The Nairobi Metropolitan Service (NMS) has finally been published as one of the offices under the Executive Office of the President.
The new development, contained in a new revised Executive Order by President Uhuru Kenyatta, now legally recognises the new outfit as a public office and therefore a legal entity.
The office that is headed by Major General Mohammed Badi as its director-general will now be one of the offices under the Executive Office of the President.
It is tasked with the implementation of the Deed of Transfer of functions executed between the National Government and Nairobi City County Government.
NMS came into existence on March 18, 2020, when the Deed of Transfer of Functions signed between Governor Mike Sonko and the State on February 25, 2020, came into effect.
Under the Deed, four county functions –health, transport, planning and management, and public works and ancillary services– were transferred to the National Government.
Last month, however, the Law Society of Kenya (LSK) President Nelson Havi said NMS is not a legal entity as it does not meet the criteria of a public office.
Mr Havi was responding to a request by NMS deputy director-general Enosh Onyango for LSK to nominate an advocate of the High Court to be a member of a soon-to-be-formed NMS Physical and Land Use Planning liaison committee.
In the May 15, 2020 letter, Mr Havi declined the request arguing that since the establishment of NMS lacks any legitimate legal foundation, they cannot nominate any of its members to serve in the liaison committee.
This, he said, is because there is no statutory instrument establishing NMS and therefore it is not a body established or recognised by law.
The LSK boss further pointed out that there isn’t the publication of any statutory instrument prescribing and establishing NMS as an institutional framework pursuant to Article 7.1 of the Deed and made in accordance with provisions of the Statutory Instruments Act, 2013.
Article 7.1 of the Deed stipulates that the National Government shall prescribe and establish an institutional framework for the execution of the transferred functions.
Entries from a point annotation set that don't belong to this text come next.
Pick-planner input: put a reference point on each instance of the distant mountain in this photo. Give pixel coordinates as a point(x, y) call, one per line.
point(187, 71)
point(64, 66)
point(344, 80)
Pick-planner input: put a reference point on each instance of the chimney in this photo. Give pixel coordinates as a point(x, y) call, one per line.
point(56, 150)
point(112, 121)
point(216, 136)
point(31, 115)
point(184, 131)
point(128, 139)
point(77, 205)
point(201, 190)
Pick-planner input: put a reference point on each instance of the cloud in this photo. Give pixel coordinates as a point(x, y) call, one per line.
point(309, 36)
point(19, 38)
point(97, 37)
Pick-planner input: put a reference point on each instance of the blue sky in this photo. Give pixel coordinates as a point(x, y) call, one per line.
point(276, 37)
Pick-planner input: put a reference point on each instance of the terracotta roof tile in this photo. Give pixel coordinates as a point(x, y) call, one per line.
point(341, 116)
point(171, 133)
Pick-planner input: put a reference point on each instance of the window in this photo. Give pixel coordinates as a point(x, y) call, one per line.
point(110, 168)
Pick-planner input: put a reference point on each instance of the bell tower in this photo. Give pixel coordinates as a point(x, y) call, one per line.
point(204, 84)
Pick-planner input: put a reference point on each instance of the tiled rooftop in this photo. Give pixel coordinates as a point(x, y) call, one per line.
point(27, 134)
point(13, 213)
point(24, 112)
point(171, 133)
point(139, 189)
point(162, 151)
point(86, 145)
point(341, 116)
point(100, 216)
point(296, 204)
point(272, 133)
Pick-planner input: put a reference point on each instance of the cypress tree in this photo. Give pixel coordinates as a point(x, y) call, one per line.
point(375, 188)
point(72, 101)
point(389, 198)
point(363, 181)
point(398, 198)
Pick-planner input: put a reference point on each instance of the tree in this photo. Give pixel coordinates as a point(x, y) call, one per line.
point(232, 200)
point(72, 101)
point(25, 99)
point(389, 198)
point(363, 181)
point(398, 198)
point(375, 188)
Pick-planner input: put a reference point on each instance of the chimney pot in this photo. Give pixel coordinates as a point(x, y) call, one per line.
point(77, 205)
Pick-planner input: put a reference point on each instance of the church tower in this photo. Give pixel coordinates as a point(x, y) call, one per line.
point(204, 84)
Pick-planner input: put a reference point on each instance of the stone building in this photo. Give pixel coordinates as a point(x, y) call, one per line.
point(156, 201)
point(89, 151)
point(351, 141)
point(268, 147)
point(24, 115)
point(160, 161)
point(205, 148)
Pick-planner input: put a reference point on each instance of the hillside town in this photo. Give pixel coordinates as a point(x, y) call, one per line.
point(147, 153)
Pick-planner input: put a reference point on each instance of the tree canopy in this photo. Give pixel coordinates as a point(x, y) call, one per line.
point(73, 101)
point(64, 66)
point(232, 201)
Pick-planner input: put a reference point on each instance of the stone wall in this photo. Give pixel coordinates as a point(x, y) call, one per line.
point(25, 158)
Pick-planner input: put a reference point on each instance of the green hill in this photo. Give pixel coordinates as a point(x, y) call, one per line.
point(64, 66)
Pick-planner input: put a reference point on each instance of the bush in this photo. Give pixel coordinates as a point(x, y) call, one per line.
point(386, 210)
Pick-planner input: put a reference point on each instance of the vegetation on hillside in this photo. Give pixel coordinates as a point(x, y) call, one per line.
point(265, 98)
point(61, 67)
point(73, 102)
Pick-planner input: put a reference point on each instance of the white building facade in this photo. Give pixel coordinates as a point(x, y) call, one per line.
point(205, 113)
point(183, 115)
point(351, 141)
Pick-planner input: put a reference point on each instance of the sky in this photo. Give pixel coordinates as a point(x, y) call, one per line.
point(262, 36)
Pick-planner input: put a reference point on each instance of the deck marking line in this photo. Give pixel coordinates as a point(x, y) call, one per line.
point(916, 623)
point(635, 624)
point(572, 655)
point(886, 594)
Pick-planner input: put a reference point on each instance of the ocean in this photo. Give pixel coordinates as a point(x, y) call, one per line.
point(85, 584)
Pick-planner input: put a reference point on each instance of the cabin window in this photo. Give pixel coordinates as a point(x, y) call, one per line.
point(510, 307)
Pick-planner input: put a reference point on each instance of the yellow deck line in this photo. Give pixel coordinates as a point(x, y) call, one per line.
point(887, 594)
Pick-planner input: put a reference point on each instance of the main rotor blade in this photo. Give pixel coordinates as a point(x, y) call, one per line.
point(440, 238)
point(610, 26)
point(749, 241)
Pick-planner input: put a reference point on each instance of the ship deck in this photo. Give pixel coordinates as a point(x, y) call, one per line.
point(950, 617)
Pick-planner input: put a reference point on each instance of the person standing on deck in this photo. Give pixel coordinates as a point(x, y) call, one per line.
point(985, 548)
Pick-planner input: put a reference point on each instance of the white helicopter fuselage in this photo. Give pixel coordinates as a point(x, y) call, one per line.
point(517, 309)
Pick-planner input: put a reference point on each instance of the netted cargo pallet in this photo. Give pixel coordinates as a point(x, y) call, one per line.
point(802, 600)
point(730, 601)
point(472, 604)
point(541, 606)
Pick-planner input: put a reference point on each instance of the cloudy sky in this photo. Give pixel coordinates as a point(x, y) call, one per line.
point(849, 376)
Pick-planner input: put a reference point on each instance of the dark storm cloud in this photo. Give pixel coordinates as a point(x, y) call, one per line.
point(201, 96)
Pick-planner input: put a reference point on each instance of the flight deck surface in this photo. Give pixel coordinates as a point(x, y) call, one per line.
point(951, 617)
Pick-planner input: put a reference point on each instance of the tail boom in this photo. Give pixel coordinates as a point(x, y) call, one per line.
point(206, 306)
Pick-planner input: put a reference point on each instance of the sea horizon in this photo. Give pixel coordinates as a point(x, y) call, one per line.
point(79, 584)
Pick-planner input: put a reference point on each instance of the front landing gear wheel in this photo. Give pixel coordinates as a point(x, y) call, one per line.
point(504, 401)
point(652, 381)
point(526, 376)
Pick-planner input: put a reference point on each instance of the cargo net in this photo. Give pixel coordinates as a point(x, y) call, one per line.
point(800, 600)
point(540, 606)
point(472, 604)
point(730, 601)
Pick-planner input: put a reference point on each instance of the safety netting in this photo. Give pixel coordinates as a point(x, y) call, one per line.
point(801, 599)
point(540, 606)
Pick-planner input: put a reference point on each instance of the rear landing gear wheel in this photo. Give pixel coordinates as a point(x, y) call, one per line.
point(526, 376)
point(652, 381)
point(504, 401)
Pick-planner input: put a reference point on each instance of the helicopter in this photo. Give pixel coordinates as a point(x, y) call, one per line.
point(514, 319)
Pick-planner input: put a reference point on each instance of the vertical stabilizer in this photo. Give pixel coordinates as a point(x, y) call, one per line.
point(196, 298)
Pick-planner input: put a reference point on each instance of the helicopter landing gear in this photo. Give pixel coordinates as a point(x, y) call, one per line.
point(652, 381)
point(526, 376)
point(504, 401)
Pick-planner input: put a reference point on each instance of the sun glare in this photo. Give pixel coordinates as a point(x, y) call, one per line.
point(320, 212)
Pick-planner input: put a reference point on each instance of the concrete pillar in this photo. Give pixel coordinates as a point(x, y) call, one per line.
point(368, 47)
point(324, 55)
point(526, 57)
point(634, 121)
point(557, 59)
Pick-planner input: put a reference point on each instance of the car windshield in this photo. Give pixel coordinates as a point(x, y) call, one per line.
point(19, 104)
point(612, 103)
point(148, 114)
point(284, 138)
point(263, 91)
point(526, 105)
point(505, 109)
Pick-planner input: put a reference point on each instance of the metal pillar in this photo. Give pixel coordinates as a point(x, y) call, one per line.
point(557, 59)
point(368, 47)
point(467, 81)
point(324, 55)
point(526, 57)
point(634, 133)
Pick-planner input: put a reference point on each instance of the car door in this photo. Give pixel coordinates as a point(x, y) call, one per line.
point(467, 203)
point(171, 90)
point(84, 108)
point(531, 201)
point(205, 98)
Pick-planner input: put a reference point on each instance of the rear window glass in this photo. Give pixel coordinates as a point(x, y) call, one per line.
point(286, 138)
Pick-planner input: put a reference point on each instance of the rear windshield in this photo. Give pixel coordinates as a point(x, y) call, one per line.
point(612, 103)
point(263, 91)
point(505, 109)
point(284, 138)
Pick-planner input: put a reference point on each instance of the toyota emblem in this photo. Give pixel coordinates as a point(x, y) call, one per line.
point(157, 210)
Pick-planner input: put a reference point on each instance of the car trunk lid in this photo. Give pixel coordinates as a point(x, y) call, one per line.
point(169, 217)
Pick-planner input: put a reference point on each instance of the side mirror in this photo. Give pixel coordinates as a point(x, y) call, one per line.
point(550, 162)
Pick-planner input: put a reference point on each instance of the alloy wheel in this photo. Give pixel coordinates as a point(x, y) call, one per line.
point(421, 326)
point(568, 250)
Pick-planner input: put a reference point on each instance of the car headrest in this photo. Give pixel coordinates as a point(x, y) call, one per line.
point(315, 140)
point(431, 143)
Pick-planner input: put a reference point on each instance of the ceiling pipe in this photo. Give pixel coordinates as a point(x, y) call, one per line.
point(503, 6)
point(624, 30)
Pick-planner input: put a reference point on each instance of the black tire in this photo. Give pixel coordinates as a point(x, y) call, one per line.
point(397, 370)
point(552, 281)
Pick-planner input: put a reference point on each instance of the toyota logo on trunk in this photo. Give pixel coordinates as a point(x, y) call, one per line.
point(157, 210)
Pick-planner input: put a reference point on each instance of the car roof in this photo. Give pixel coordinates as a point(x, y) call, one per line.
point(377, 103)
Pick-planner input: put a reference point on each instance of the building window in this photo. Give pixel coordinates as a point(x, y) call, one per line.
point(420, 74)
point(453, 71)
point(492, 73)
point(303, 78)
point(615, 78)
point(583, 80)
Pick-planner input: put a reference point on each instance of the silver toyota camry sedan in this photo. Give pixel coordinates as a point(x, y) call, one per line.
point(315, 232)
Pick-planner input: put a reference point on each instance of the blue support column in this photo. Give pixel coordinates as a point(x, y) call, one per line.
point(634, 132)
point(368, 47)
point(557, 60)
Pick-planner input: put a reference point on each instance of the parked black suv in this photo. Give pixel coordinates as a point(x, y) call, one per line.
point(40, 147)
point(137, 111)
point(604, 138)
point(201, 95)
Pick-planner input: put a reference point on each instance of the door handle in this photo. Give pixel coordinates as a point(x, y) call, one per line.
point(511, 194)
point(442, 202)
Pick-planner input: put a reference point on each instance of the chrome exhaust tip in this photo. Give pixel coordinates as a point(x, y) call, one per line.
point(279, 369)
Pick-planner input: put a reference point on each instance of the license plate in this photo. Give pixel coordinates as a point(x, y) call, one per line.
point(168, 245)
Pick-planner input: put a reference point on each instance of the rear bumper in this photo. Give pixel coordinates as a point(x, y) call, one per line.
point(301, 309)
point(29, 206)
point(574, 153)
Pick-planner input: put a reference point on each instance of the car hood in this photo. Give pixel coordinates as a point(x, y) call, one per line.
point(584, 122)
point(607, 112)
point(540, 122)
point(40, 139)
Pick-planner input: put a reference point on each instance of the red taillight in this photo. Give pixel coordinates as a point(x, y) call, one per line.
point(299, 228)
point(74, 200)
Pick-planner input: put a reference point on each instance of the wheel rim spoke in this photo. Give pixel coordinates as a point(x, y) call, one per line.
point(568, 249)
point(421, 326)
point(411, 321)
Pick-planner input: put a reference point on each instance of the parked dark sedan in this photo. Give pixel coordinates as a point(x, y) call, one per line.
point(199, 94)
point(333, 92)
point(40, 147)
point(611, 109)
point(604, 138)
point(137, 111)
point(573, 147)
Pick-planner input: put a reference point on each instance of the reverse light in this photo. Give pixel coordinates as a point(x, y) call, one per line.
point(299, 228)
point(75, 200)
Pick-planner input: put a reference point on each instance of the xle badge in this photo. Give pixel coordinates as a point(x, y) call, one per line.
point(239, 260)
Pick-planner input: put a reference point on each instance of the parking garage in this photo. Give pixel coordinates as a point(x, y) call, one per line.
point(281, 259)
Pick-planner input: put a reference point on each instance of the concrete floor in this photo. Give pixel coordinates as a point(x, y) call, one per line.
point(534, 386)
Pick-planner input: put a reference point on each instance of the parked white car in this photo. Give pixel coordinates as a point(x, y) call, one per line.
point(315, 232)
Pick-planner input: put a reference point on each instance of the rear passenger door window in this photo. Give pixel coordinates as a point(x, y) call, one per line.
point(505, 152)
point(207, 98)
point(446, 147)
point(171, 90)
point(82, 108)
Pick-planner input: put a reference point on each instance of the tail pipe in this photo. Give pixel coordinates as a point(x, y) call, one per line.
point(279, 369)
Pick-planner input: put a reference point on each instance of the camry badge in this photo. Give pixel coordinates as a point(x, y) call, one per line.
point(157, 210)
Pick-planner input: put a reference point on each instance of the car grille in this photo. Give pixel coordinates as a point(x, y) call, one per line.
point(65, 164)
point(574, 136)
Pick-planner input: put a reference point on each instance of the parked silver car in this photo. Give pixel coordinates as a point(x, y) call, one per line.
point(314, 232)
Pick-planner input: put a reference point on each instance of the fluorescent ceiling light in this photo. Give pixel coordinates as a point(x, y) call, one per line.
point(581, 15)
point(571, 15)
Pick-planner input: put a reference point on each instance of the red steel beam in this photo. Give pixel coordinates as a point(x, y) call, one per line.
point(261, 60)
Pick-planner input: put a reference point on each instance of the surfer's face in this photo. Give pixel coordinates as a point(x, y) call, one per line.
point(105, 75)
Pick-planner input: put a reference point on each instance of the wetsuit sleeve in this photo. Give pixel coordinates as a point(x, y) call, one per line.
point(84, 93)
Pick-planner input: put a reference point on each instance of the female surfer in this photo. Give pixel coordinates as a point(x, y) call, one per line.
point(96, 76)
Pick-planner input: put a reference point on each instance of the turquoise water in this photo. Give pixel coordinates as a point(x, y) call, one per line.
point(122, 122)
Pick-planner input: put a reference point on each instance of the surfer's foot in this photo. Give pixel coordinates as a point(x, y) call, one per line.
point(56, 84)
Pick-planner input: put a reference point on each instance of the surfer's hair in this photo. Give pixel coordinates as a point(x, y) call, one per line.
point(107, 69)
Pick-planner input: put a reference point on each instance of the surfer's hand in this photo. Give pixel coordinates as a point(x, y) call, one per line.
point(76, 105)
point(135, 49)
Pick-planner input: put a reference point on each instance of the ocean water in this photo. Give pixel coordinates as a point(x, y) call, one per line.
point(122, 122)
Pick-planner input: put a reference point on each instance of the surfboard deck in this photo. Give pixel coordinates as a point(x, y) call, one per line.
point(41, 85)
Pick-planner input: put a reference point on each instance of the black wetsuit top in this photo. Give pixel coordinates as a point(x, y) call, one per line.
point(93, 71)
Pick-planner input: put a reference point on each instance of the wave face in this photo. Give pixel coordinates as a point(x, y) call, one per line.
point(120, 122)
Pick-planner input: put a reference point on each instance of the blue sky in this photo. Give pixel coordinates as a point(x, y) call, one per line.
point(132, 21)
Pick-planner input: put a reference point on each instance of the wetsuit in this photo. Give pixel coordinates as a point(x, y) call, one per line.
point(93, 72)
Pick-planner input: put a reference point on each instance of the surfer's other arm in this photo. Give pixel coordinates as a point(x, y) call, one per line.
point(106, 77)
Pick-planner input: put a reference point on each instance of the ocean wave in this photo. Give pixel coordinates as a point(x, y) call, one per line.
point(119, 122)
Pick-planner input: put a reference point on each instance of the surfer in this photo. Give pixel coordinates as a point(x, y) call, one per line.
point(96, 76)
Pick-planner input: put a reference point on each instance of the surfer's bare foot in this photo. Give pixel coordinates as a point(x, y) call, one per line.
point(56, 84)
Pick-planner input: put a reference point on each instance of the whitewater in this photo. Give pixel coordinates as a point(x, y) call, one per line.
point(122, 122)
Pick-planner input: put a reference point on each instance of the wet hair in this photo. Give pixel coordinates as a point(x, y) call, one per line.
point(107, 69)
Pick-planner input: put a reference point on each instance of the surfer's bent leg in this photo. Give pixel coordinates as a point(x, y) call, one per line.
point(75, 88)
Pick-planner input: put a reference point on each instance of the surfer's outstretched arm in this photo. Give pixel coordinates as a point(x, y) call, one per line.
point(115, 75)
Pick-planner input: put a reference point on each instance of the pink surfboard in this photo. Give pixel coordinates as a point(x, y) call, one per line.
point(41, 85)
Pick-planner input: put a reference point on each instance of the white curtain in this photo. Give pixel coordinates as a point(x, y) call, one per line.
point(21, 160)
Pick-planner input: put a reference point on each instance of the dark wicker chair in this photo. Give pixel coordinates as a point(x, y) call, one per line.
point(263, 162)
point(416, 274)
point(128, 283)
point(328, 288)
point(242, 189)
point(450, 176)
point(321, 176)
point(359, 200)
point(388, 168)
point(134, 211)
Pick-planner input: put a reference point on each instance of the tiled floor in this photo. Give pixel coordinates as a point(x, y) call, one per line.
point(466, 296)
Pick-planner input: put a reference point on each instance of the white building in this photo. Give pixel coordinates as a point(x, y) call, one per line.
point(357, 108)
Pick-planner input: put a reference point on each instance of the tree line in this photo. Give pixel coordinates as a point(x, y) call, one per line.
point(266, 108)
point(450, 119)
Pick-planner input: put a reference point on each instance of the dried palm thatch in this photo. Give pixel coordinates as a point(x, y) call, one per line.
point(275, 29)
Consequently, Mr Havi explained, NMS fails to meet the criteria of a public office as outlined under article 260 of the Constitution.
“After careful consideration of the above, and in the absence of a statutory instrument establishing NMS, we have made the conclusion that NMS is not a body established or recognised in law,” said Mr Havi in the letter.
“The same article further outlines state offices and state organs established under the Constitution. NMS does not make the list. It is therefore imperceptible from your letter under which written law NMS is established,” he added.